Luis Alberto Fernandez Silva
Doutorando no POSJOR e pesquisador do objETHOS 

“A liberdade exige uma vigilância persistente,
a conquista de direitos é uma luta constante..”
Sueli Carneiro

Recentemente, uma matéria do jornal cubano Trabajadores, de 3 de julho, denunciou um ato de discriminação racial que transcendeu a rede, e não foi apenas para mostrar este tipo de fenômeno social que ocorre diariamente na sociedade cubana, mas pelo estilo em que foi abordado, longe do tradicional tom educativo e reflexivo da imprensa oficial na ilha.

No entanto, a matéria não foge à análise simplista e parcial que caracteriza a cobertura dada pela mídia estatal à sociedade cubana, sendo incapaz de mostrar a partir de sua complexidade e contradições. É como se a imprensa oficial ainda não tivesse aprendido que o sistema social local, por muitos anos, deixou de fazer parte do universo onírico que divulgou por tantas décadas.

Este trabalho jornalístico, de caráter predominantemente expositivo, é reduzido ao ato de denunciar o fenômeno em seu conflito aparente (o taxista que força a passageira a sair do carro por sua cor da pele) e não tendo em conta as diferentes interseccionalidades (cf. Crenshaw, 2010) que convergem neste ato. A matéria esquece que uma manifestação de discriminação racial constitui também um ato de opressão contra as mulheres, o que silencia e carece de uma análise sensível ao gênero, conseguindo apenas reproduzir a vitimização das mulheres contra ações da masculinidade hegemônica (Cornell, 2013). O material de imprensa também não consegue visualizar e chamar a atenção para as diferenças de classe que, cada vez mais, tornam-se presentes nas relações sociais da sociedade cubana. As mudanças econômicas dos últimos anos – como a modernização do modelo econômico e a promoção do auto-emprego – resultaram em diferenças no poder de compra de muitos cubanos, o que facilitou a demarcação das fronteiras de caráter classista na sociedade. Esta é talvez uma das razões que contribuem para o fortalecimento do taxista independente sobre a sua passageira.

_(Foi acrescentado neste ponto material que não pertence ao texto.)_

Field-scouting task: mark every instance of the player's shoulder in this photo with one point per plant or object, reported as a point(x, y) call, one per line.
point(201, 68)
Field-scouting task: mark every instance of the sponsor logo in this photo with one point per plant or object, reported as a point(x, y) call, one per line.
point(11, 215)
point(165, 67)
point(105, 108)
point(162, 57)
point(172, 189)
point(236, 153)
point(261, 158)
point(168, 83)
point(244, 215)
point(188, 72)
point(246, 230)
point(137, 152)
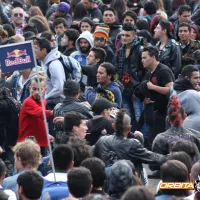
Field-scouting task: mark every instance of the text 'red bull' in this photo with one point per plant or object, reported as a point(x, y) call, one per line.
point(177, 186)
point(17, 61)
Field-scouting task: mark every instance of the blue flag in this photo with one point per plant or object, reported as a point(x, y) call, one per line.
point(17, 56)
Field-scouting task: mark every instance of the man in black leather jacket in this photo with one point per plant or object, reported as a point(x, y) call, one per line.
point(116, 147)
point(169, 49)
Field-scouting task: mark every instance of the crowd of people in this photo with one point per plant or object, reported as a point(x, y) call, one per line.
point(116, 85)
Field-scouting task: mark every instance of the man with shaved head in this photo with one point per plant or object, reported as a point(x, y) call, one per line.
point(118, 146)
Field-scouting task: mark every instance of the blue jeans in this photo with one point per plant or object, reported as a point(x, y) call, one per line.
point(135, 108)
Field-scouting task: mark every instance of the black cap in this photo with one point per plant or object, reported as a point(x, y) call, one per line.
point(100, 105)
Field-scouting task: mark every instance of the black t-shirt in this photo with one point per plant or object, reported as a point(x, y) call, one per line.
point(160, 77)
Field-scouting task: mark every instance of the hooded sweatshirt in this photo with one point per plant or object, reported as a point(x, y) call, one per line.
point(78, 55)
point(56, 81)
point(114, 87)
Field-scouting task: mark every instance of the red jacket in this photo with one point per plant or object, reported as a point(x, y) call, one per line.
point(31, 121)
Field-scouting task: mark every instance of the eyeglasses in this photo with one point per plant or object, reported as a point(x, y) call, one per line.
point(18, 14)
point(99, 39)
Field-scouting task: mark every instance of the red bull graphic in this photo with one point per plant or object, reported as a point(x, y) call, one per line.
point(17, 54)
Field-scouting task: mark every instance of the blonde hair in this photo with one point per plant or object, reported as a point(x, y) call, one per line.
point(29, 153)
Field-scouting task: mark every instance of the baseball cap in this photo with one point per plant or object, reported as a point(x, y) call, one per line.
point(100, 105)
point(63, 7)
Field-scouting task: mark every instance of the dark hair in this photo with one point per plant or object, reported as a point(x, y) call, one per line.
point(185, 24)
point(176, 112)
point(120, 7)
point(184, 8)
point(9, 29)
point(72, 119)
point(110, 69)
point(43, 5)
point(139, 193)
point(80, 11)
point(89, 21)
point(63, 156)
point(131, 14)
point(129, 27)
point(79, 181)
point(183, 157)
point(187, 146)
point(154, 22)
point(145, 34)
point(97, 169)
point(150, 7)
point(195, 171)
point(43, 43)
point(168, 26)
point(73, 4)
point(47, 35)
point(58, 21)
point(176, 4)
point(99, 53)
point(81, 150)
point(109, 9)
point(152, 51)
point(32, 184)
point(2, 167)
point(142, 24)
point(197, 30)
point(119, 121)
point(174, 171)
point(72, 35)
point(71, 88)
point(188, 70)
point(30, 27)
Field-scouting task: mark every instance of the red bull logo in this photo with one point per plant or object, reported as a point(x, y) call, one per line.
point(17, 54)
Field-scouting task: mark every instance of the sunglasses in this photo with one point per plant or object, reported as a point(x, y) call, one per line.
point(18, 14)
point(99, 39)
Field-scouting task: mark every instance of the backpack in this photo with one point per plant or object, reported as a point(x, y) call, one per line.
point(67, 66)
point(9, 117)
point(55, 190)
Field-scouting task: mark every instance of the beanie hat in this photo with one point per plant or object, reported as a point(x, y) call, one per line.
point(63, 7)
point(102, 32)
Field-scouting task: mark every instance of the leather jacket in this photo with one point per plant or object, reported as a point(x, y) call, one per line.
point(170, 55)
point(112, 148)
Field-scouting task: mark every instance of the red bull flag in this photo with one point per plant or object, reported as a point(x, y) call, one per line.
point(17, 56)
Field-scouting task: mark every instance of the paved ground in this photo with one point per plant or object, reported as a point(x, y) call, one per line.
point(152, 182)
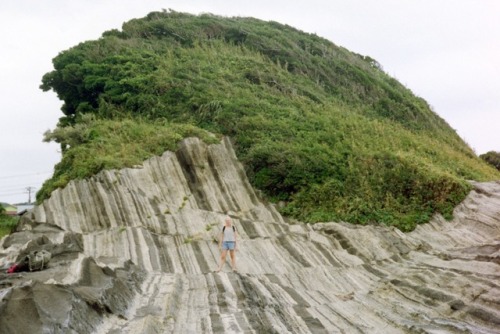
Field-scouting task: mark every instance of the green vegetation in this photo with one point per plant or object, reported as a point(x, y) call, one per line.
point(316, 126)
point(7, 223)
point(492, 158)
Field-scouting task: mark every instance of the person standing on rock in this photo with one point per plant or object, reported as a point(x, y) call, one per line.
point(227, 242)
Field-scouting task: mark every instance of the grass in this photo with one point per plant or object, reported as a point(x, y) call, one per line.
point(323, 129)
point(7, 223)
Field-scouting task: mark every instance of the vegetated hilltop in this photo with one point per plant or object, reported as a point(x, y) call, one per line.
point(320, 128)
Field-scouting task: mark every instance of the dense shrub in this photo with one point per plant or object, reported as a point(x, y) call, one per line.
point(318, 127)
point(492, 158)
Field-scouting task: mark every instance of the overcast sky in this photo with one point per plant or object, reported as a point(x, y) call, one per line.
point(446, 51)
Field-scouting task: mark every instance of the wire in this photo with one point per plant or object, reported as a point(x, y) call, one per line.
point(23, 175)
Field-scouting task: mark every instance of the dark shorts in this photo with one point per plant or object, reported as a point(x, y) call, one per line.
point(228, 245)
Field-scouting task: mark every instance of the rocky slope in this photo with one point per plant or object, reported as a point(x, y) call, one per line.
point(134, 252)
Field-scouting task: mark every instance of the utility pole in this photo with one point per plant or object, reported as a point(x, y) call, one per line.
point(29, 190)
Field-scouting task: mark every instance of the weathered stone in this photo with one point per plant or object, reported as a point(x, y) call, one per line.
point(134, 252)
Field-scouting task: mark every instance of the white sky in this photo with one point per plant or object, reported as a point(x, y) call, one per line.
point(446, 51)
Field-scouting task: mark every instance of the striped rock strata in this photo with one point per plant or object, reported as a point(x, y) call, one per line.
point(134, 252)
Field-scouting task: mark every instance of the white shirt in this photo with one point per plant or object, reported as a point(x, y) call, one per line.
point(229, 234)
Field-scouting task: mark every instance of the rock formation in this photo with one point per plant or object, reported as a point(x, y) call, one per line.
point(134, 252)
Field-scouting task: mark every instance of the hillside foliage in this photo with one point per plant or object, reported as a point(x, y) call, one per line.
point(492, 158)
point(324, 130)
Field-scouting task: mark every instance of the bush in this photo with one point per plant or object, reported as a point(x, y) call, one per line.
point(317, 126)
point(492, 158)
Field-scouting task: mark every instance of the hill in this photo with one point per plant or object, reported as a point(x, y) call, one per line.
point(324, 131)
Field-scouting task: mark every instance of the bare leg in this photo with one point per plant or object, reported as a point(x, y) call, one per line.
point(222, 259)
point(233, 259)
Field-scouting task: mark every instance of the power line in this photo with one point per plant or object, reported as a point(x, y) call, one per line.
point(23, 175)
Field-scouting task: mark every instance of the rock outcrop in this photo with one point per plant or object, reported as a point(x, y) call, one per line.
point(134, 251)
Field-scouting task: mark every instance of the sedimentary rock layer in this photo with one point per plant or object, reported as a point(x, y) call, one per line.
point(135, 250)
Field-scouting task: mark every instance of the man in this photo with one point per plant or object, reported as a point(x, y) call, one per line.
point(227, 242)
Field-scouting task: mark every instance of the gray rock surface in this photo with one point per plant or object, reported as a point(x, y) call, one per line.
point(134, 252)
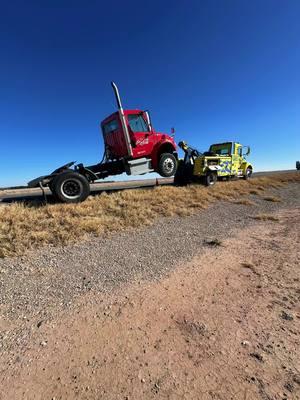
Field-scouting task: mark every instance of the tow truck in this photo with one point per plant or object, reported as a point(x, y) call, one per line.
point(222, 161)
point(131, 146)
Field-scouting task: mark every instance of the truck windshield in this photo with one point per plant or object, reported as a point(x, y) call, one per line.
point(137, 123)
point(111, 126)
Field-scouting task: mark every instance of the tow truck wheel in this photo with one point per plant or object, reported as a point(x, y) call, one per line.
point(167, 165)
point(248, 173)
point(210, 178)
point(70, 187)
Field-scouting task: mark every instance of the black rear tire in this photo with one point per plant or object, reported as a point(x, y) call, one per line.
point(184, 174)
point(210, 178)
point(248, 173)
point(70, 187)
point(167, 165)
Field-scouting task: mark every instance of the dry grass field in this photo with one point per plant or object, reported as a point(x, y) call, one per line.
point(24, 227)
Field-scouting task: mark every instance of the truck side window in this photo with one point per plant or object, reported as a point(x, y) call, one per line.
point(137, 123)
point(111, 126)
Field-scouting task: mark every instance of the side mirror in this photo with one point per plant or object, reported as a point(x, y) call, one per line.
point(147, 115)
point(247, 150)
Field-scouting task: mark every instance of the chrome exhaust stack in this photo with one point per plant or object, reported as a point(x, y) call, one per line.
point(122, 118)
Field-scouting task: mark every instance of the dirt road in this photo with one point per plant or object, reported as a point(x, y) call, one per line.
point(225, 325)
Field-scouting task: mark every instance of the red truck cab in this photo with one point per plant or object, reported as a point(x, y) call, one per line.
point(129, 135)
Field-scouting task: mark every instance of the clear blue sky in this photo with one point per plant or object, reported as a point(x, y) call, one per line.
point(216, 70)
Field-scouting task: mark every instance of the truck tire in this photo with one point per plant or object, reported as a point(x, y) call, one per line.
point(248, 173)
point(167, 165)
point(184, 174)
point(70, 187)
point(210, 178)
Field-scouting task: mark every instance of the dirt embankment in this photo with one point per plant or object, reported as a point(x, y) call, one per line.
point(225, 325)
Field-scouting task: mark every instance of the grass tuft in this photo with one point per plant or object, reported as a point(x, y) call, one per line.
point(272, 199)
point(266, 217)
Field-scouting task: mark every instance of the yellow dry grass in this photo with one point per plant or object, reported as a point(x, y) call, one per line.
point(24, 227)
point(273, 199)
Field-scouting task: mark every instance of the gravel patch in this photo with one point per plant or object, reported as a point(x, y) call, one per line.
point(39, 284)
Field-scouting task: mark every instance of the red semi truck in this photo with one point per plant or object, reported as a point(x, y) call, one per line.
point(131, 146)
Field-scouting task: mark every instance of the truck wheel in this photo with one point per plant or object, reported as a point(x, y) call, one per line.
point(167, 165)
point(210, 178)
point(184, 174)
point(70, 187)
point(248, 173)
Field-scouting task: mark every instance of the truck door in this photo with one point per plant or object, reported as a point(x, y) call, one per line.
point(142, 139)
point(114, 139)
point(238, 158)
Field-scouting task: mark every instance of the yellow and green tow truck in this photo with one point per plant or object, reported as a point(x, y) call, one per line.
point(222, 161)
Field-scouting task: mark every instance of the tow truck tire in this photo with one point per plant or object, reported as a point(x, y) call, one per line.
point(248, 173)
point(167, 165)
point(70, 187)
point(210, 178)
point(183, 175)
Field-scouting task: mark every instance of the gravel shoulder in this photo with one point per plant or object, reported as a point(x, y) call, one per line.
point(175, 317)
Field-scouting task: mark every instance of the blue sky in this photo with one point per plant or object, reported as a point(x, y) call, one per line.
point(216, 70)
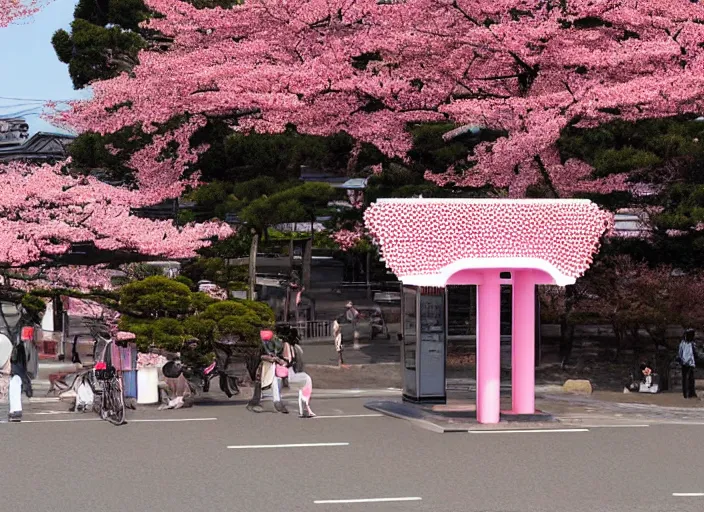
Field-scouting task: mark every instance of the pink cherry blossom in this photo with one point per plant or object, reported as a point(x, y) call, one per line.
point(527, 68)
point(347, 239)
point(13, 10)
point(43, 211)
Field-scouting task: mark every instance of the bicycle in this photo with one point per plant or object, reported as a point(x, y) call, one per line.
point(111, 406)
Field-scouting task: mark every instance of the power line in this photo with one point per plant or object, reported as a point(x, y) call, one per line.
point(20, 113)
point(35, 100)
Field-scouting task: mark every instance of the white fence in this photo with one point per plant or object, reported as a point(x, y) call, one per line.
point(316, 330)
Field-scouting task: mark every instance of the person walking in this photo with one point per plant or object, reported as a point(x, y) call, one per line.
point(266, 374)
point(297, 378)
point(686, 357)
point(18, 381)
point(5, 374)
point(337, 333)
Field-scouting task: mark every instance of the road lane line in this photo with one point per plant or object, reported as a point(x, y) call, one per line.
point(349, 416)
point(615, 426)
point(366, 500)
point(170, 420)
point(73, 420)
point(303, 445)
point(530, 431)
point(48, 413)
point(163, 420)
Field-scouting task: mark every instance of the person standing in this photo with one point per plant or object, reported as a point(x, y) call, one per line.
point(266, 374)
point(337, 333)
point(686, 357)
point(18, 364)
point(5, 373)
point(293, 357)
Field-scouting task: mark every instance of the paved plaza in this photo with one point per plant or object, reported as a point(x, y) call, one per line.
point(221, 457)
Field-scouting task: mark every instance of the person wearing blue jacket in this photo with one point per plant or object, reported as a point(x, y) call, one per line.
point(687, 359)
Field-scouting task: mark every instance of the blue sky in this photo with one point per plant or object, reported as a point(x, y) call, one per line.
point(29, 68)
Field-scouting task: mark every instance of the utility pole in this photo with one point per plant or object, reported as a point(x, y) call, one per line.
point(253, 265)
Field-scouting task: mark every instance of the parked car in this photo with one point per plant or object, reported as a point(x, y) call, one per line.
point(371, 325)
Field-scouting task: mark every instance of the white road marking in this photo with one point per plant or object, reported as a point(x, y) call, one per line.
point(530, 431)
point(615, 426)
point(74, 420)
point(350, 416)
point(44, 413)
point(366, 500)
point(163, 420)
point(170, 420)
point(303, 445)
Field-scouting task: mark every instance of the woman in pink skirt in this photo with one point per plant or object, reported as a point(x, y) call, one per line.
point(297, 378)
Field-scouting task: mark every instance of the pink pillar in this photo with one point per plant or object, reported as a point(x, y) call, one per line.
point(523, 341)
point(489, 348)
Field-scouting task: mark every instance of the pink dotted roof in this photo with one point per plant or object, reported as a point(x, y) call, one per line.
point(426, 241)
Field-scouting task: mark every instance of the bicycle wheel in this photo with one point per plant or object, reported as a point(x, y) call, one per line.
point(113, 409)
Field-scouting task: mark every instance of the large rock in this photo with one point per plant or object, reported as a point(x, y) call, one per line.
point(578, 386)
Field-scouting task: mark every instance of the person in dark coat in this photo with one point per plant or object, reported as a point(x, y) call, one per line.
point(687, 358)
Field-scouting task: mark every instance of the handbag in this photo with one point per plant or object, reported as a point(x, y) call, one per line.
point(281, 372)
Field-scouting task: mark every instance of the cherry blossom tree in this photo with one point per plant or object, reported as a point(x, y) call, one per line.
point(525, 68)
point(44, 211)
point(12, 10)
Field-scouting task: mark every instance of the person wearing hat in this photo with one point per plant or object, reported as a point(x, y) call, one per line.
point(687, 359)
point(266, 373)
point(5, 374)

Apesar dessas deficiências na análise, a matéria fornece um alerta para os níveis elevados alcançados por certos flagelos da sociedade cubana, mostrados por estudos acadêmicos desde os anos 1990 e que realçaram o ressurgimento de práticas sociais negativas, como a prostituição, a corrupção, o racismo, em contraste com a presença de uma grande rede institucional para erradicá-las.

Mas qual o papel do jornalismo na erradicação desses males numa sociedade que, durante décadas, se autoproclamou como uma panaceia para todos os sistemas sociais?

Embora seja verdade que Cuba é um país com grandes vantagens na ordem social, o que se expressa numa série de instituições que regulam os projetos sociais da ilha, esta mesma peculiaridade é a sua grande fraqueza. O fato dessas instituições estatais serem regidas por leis de subordinação marcante às estruturas de poder político causa invisibilidade e silenciamento de determinados fenômenos ou contradições sociais como as apontadas aqui. Isso também reduz o debate e as manifestações de denúncia ao ambiente institucional o que ameaça uma participação mais inclusiva.

Este contexto favorece que o jornalismo emerja como uma plataforma para a exibição de cada um desses males e promova o debate na esfera pública para identificação, enfrentamento e sua erradicação. Mas para alcançar essa condição, deve ter uma prática profissional apoiada por argumentos sólidos e análises mais aprofundadas da sociedade, que não só mostre seus sucessos e pontos fortes, mas suas fraquezas e contradições. Uma sociedade formada por indivíduos distintos e plurais, e não por militantes comunistas e não-militantes.

O jornalismo de Cuba está destinado a se tornar veículo para facilitar a ressonância e a visibilidade da diferença, da diversidade e da pluralidade, constituintes de uma sociedade que é resultado de uma mescla multicultural. O jornalismo de Cuba está destinado a ser cão de guarda das conquistas  e a consolidar-se como uma plataforma para a participação, a emancipação e a tolerância, onde os males e negatividades sociais não desapareçam no trânsito da cidade como o taxista racista e misógino de nossa história.